Taking Real Breaks from Writing
Another nugget that stayed with me from my writing workshop and retreat with Dani Shapiro at Kripalu last weekend was about the danger of taking fake breaks.
Shapiro recalled how earlier in her life, when she’d get hit a writing wall, she would stop writing and take a cigarette break, during which her mind would wander, and after which she’d go back to the page. She noted how one of her old teachers used to say she did some of her best writing in the bathtub, and how it took her a long time to realize she didn’t mean it literally, but in the sense of being away from the page or the ‘puter and letting the mind wander where it will.
The danger in our hyperconnected lives is that we no longer take real breaks. If we step away from the writing, it’s to check email, or Facebook, or Twitter, or something similar. We’re not taking a break and resting. We’re just doing something else.

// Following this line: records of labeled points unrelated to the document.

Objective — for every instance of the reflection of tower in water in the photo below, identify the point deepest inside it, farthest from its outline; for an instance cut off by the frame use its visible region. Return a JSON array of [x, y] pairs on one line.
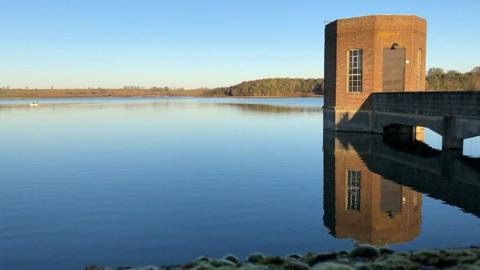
[[362, 205]]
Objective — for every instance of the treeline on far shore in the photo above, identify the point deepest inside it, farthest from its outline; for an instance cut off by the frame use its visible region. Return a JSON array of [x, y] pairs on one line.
[[280, 87], [438, 79]]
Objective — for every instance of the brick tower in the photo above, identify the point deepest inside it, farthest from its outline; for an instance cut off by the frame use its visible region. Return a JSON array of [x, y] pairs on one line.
[[379, 53]]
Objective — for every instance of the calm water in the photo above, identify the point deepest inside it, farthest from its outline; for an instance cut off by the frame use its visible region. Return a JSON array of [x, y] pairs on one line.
[[161, 181]]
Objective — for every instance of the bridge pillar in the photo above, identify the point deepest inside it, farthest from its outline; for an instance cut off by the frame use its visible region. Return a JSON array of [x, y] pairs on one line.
[[450, 139]]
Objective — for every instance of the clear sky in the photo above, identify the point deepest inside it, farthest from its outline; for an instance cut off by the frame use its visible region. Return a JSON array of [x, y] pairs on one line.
[[201, 43]]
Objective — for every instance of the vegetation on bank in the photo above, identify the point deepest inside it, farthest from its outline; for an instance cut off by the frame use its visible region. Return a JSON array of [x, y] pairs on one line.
[[438, 79], [260, 88], [271, 88], [363, 257]]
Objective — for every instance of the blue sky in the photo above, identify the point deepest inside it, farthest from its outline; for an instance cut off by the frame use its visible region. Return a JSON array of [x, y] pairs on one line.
[[201, 43]]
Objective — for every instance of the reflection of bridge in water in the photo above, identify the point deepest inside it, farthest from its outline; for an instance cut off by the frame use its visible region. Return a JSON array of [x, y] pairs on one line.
[[372, 185]]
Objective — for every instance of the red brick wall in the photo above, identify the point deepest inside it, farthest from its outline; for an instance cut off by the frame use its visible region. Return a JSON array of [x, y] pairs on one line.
[[372, 34]]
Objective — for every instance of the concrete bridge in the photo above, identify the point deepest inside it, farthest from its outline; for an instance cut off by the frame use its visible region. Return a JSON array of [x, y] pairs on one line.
[[375, 82], [453, 115]]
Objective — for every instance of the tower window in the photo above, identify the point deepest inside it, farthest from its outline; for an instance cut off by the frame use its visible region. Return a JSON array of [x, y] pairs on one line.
[[355, 62], [419, 69], [353, 190]]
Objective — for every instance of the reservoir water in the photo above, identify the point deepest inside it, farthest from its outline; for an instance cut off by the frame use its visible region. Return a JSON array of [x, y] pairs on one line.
[[164, 180]]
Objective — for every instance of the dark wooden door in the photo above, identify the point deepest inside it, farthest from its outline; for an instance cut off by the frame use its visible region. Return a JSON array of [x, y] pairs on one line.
[[393, 70]]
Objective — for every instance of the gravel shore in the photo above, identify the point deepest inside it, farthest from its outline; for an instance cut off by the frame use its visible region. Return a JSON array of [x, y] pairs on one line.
[[362, 257]]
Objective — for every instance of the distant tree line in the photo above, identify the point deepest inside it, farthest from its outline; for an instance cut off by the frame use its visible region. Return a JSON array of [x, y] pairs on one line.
[[271, 88], [438, 79]]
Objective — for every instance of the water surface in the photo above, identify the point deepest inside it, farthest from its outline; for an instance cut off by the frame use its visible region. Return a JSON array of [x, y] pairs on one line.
[[129, 181]]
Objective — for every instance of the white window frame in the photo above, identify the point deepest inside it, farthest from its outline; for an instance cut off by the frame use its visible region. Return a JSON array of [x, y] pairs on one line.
[[355, 71]]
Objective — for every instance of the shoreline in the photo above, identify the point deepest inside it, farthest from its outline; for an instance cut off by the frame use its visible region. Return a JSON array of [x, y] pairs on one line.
[[363, 257], [145, 96]]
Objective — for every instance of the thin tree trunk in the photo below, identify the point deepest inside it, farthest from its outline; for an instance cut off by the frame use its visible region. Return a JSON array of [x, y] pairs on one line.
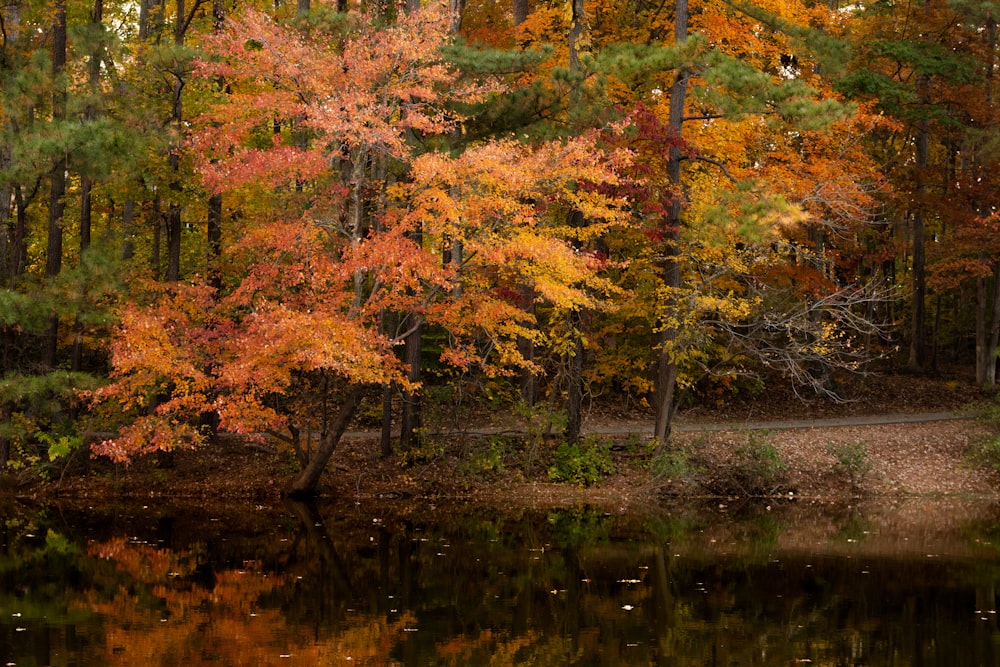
[[456, 8], [990, 378], [57, 189], [520, 10], [574, 402], [666, 367], [409, 435], [172, 218], [575, 33]]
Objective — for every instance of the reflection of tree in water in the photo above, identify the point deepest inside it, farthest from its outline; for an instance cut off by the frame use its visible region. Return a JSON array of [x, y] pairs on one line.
[[438, 586]]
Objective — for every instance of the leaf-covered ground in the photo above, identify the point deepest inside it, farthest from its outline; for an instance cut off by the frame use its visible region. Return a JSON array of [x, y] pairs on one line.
[[839, 463]]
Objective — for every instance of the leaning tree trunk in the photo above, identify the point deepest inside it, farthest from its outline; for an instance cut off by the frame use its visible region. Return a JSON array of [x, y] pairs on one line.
[[306, 483]]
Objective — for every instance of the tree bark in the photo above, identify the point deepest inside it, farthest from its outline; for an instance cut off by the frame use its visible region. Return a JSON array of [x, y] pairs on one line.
[[574, 401], [57, 185], [918, 352], [576, 32], [306, 482], [666, 367], [990, 376], [409, 435]]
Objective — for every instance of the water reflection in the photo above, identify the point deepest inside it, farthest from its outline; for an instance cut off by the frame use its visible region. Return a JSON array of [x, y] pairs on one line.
[[423, 585]]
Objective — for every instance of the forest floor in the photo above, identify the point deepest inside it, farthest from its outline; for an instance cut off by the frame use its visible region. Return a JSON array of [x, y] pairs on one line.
[[900, 435]]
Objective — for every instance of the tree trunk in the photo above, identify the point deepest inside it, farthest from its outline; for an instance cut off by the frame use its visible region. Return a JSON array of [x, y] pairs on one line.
[[520, 10], [574, 401], [666, 367], [306, 482], [919, 280], [576, 32], [990, 378], [57, 187], [172, 218], [456, 8], [409, 435]]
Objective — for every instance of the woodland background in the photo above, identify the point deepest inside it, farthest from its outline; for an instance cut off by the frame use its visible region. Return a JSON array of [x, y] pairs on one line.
[[264, 217]]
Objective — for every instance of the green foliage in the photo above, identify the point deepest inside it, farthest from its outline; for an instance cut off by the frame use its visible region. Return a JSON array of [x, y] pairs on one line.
[[584, 464], [424, 452], [673, 464], [62, 446], [985, 450], [852, 460], [493, 460]]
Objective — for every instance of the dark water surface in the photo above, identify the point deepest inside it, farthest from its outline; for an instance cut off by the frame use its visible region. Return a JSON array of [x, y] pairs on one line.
[[348, 584]]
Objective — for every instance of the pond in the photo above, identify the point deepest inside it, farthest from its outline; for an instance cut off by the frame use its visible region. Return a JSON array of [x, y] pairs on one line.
[[905, 583]]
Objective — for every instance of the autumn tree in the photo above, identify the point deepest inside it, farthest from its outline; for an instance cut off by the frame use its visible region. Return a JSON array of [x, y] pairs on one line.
[[294, 345]]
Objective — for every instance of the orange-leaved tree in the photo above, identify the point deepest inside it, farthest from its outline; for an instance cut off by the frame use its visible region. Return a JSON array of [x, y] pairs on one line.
[[325, 135]]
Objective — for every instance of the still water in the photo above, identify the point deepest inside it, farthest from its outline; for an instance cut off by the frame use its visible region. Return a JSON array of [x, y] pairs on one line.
[[352, 584]]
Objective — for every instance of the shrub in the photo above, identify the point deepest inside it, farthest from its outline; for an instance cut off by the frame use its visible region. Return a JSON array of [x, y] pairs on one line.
[[852, 460], [673, 464], [757, 467], [584, 464]]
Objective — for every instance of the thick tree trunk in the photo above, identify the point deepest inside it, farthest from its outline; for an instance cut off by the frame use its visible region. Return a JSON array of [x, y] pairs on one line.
[[666, 367], [305, 484]]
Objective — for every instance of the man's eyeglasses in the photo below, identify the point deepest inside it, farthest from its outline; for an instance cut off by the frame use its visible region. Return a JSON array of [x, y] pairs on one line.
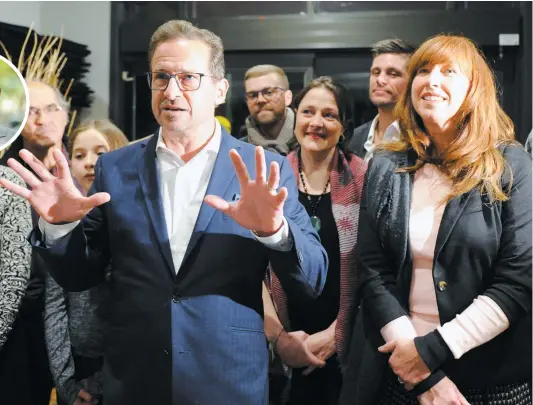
[[268, 93], [49, 109], [186, 81]]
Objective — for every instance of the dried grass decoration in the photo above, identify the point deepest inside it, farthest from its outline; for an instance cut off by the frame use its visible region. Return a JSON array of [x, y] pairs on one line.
[[44, 63]]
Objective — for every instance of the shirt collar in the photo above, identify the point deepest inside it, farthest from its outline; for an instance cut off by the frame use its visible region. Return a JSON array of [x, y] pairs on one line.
[[212, 146]]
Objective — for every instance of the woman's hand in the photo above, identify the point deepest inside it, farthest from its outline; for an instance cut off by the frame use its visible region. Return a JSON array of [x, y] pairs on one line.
[[322, 345], [405, 361], [445, 392]]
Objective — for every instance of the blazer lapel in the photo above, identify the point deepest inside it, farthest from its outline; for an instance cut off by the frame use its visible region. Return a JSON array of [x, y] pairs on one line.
[[221, 177], [452, 212], [150, 184]]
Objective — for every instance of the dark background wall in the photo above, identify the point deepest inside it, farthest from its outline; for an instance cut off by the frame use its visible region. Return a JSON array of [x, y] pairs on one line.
[[312, 38]]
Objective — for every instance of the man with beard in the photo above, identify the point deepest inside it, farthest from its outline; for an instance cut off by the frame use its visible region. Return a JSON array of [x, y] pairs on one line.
[[271, 121], [5, 132], [388, 79], [24, 367]]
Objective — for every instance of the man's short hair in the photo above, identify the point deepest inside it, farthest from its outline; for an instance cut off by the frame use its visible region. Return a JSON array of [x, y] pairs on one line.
[[262, 70], [396, 46], [176, 29], [61, 100]]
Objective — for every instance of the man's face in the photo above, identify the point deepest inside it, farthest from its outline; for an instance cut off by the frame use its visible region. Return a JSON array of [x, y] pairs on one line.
[[388, 78], [176, 110], [270, 108], [46, 121]]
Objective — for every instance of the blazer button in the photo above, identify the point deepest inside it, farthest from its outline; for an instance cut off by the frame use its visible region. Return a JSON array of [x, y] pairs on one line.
[[300, 256]]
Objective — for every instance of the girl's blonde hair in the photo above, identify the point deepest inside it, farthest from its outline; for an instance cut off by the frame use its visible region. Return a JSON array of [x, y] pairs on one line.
[[114, 136]]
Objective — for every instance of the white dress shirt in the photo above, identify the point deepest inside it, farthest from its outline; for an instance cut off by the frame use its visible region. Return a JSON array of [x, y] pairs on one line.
[[392, 133], [183, 188]]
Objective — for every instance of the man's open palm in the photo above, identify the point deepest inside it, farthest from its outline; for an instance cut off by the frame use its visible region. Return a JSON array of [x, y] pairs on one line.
[[260, 207], [55, 198]]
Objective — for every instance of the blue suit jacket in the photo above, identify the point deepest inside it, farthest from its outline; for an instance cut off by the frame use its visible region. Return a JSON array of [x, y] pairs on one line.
[[196, 337]]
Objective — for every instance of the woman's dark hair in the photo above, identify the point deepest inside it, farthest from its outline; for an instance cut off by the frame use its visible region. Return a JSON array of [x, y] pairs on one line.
[[343, 100]]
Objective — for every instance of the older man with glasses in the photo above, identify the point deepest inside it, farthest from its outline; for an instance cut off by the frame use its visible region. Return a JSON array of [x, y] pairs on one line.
[[189, 233], [24, 365], [271, 121]]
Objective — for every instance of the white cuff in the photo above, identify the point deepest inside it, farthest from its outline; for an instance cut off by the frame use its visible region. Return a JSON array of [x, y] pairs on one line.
[[52, 233], [282, 240], [399, 328], [482, 321]]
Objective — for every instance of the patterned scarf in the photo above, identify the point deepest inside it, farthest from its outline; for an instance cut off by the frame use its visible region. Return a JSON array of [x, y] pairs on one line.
[[346, 188]]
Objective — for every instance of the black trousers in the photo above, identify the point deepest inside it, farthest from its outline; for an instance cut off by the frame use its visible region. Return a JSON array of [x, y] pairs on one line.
[[25, 377], [321, 387]]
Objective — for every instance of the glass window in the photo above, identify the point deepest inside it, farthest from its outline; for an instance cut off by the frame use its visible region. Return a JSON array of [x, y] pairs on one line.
[[207, 9], [352, 6]]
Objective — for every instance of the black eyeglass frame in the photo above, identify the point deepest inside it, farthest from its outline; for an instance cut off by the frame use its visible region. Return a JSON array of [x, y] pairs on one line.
[[175, 76], [261, 92]]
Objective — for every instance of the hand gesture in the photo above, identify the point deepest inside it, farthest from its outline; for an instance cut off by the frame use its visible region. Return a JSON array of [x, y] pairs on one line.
[[294, 351], [55, 198], [405, 361], [322, 345], [260, 207], [443, 393]]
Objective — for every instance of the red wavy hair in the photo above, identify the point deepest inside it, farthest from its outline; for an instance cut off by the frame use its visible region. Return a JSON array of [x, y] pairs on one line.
[[472, 159]]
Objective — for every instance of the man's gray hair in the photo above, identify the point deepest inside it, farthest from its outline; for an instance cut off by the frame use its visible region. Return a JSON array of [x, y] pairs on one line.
[[395, 46], [176, 29], [61, 100]]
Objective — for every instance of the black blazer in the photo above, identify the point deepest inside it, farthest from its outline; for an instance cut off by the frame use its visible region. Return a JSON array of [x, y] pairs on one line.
[[356, 143], [481, 248]]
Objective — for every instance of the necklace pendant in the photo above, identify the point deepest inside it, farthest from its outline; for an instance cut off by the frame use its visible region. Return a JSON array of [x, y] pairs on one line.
[[316, 222]]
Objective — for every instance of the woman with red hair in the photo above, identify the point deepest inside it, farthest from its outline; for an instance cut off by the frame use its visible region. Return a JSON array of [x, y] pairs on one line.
[[444, 246]]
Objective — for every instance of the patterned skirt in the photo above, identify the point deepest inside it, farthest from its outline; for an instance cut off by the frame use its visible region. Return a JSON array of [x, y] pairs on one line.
[[393, 393]]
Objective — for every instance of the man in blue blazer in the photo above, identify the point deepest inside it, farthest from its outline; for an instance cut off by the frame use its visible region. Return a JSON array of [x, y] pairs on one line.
[[188, 233]]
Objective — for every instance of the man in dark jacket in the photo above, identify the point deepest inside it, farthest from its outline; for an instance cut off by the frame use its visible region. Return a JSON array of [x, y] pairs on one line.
[[388, 78], [271, 121]]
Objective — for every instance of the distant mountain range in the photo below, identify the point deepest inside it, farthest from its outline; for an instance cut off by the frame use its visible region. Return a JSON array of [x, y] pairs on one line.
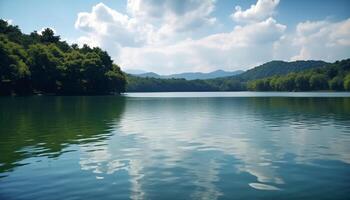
[[186, 75], [279, 68], [214, 82]]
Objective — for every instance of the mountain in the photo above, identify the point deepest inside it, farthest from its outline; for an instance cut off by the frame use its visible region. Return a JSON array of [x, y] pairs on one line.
[[279, 68], [134, 71], [192, 75], [233, 83], [149, 75]]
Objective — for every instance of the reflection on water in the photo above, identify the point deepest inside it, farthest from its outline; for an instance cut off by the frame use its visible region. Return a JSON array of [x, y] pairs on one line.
[[181, 148]]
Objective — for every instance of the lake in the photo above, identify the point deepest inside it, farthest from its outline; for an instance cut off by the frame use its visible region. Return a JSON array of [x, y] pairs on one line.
[[215, 145]]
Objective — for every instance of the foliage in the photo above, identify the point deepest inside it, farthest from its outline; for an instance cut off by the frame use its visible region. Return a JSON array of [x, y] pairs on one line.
[[334, 76], [42, 63]]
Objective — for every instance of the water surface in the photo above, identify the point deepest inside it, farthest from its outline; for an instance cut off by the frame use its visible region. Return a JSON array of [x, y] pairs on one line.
[[176, 146]]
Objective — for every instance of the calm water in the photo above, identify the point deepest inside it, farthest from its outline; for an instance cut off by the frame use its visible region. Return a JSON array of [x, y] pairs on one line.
[[176, 146]]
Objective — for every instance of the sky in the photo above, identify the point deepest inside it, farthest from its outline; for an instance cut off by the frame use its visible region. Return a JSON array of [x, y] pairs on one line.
[[174, 36]]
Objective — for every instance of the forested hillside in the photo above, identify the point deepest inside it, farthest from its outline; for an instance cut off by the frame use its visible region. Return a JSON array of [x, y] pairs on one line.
[[334, 77], [42, 63], [279, 68], [233, 83]]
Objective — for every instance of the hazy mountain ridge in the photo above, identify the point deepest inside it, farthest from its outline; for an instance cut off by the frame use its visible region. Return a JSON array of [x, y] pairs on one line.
[[232, 83], [189, 75], [278, 67]]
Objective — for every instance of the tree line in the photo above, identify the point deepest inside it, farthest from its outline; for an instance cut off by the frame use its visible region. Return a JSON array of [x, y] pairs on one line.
[[335, 77], [42, 63]]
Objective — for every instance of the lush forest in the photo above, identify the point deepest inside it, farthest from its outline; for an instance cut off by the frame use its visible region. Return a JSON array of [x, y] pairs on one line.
[[149, 84], [40, 63], [334, 77], [233, 83]]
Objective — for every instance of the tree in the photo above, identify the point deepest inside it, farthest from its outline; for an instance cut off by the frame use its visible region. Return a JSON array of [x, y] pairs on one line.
[[336, 84], [347, 82], [318, 82], [37, 63], [48, 36]]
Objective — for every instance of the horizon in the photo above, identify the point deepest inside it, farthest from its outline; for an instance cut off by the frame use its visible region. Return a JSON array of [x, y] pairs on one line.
[[140, 71], [194, 36]]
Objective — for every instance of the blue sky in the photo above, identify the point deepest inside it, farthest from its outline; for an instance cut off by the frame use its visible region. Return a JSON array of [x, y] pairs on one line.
[[194, 35]]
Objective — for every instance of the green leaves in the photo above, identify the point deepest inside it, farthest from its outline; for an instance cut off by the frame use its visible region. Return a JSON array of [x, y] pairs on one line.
[[43, 64]]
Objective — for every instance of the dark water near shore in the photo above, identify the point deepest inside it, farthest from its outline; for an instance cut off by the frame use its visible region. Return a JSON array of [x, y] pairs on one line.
[[176, 146]]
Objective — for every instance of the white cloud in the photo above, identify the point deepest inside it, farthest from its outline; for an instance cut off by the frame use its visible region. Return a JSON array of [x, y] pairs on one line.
[[161, 36], [9, 21], [229, 51], [260, 11], [178, 16], [322, 40]]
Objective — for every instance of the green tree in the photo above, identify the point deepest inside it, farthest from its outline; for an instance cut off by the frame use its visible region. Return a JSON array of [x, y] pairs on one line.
[[347, 82], [318, 82], [336, 84]]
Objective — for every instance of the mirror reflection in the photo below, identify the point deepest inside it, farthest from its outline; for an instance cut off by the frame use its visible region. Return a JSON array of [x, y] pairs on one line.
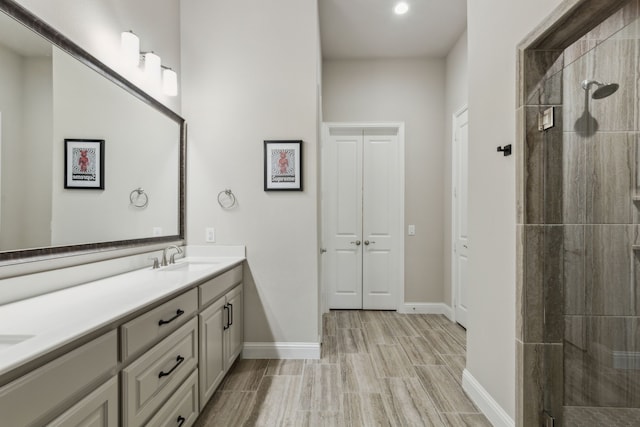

As I wrote about in the post on a pre-writing meditation, the “trick” to focusing on writing is to write. Sit with the page, not hare off after this pretty shiny blinking beeping light or that one.
As Shapiro noted, often we are at our most distractible when we are on the verge of getting at some juicy, challenging bit of truth. If we don’t give ourselves the out, if we can practice being attentive, and leaving those other activities for other times, we are much more likely to write, and perhaps to write less suckily.
In the wake of the retreat, I’ve taken several apps off my phone, and have thus reduced my distractions a bit. I still am emailing on my phone, as well as getting on this or that other site online. Instead of those, today, I took breaks by doing laundry, which is a straightforward enough task that it allowed my mind to wander for a bit.
I have a lot of bad habits to break, and a lot of good ones to practice, slowly. Thinking of them as fake breaks, though, makes them easier to avoid. Or want to avoid. Progress, not perfection, right?